Streams are a built-in feature in Node.js and represent asynchronous flow of data. Streams are also a way to handle reading and/or writing files. A Node.js stream can help process large files, larger than the free memory of your computer, since it processes the data in small chunks.
Streams in Node.js
This is the fifth article of a series about streams in Node.js.
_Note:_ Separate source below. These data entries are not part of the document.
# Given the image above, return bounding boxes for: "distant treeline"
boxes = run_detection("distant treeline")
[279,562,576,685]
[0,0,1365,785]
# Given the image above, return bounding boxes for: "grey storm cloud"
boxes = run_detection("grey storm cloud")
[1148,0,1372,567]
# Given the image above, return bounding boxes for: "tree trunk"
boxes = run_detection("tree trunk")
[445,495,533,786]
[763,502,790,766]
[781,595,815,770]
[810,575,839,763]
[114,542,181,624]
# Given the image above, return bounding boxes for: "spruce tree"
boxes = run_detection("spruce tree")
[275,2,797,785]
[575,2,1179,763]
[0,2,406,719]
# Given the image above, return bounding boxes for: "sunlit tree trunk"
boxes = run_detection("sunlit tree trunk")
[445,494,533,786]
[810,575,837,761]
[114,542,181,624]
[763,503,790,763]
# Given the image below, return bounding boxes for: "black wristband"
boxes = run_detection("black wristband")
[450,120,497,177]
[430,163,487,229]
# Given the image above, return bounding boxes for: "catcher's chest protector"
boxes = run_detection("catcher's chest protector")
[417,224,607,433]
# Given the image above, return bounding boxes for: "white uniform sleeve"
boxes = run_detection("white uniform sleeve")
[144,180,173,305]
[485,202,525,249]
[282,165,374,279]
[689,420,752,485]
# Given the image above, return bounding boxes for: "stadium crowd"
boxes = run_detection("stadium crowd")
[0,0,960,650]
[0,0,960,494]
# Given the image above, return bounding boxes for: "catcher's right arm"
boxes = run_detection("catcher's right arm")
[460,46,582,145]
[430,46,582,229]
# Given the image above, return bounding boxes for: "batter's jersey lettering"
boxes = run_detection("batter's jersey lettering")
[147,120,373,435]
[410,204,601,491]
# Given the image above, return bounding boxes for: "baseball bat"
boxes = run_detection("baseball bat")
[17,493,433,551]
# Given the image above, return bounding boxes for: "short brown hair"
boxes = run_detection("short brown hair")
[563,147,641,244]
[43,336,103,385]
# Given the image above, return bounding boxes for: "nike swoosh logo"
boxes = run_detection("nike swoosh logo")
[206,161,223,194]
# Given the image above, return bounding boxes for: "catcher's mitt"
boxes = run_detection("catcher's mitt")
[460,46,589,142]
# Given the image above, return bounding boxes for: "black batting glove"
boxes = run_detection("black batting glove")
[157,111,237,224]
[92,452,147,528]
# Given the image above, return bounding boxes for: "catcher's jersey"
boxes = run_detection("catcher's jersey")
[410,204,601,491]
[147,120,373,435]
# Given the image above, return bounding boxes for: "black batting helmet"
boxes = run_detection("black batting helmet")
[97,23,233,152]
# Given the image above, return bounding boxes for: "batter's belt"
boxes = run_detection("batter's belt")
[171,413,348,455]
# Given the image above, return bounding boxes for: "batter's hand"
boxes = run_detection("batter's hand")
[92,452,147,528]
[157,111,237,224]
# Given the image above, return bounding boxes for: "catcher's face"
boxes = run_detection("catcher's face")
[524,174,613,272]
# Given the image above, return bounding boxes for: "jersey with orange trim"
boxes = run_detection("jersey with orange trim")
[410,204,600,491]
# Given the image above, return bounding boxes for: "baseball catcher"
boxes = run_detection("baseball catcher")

This article is about how to perform ETL operations (Extract, Transform, Load) on CSV data using streams.
Streams in Node.js
- What is a Stream in Node.js?
- Connect streams with the pipe method
- Handle stream errors
- Connect streams with the pipeline method
- Use streams to extract, transform and load data (this article)
Overview
When working with a flat data, we can just use the fs
module and streams
to process the data (memory-efficient). Instead of reading all the data into memory, we can read it in small chunks with the help of streams to avoid overconsumption of the memory.
In this article we are going to create sample data in a CSV file, extract this data, transform it and load the data.
A C omma- S eparated V alues file is a delimited text file that uses a comma to separate values. Read more here. We will transform the CSV
data to JSON
or better to ndjson, which is basically a file of JSON records separated by newlines and with the file extension .ndjson
. For sure, you are asking yourself - why are we not just using JSON? The main reason is fault tolerance. If only one single invalid record is written to JSON, the entire JSON file will be corrupted. The main difference between JSON and ndjson is that in ndjson files each line of a file must contain a single JSON record. Hence, a ndjson file contains valid JSON, but ndjson is not a valid JSON document. The ndjson format works well with streaming data and large sets of data, where each record is processed individually.
We are going to:
-
- Create CSV sample data
-
- Initialize project for NPM
-
- Create a CSV parser
-
- Add Transform stream
-
- Run & Done
1. Create CSV data
Let's create some sample CSV data, you can use the sample data below, or create your own data with FakerJS and convert it to CSV.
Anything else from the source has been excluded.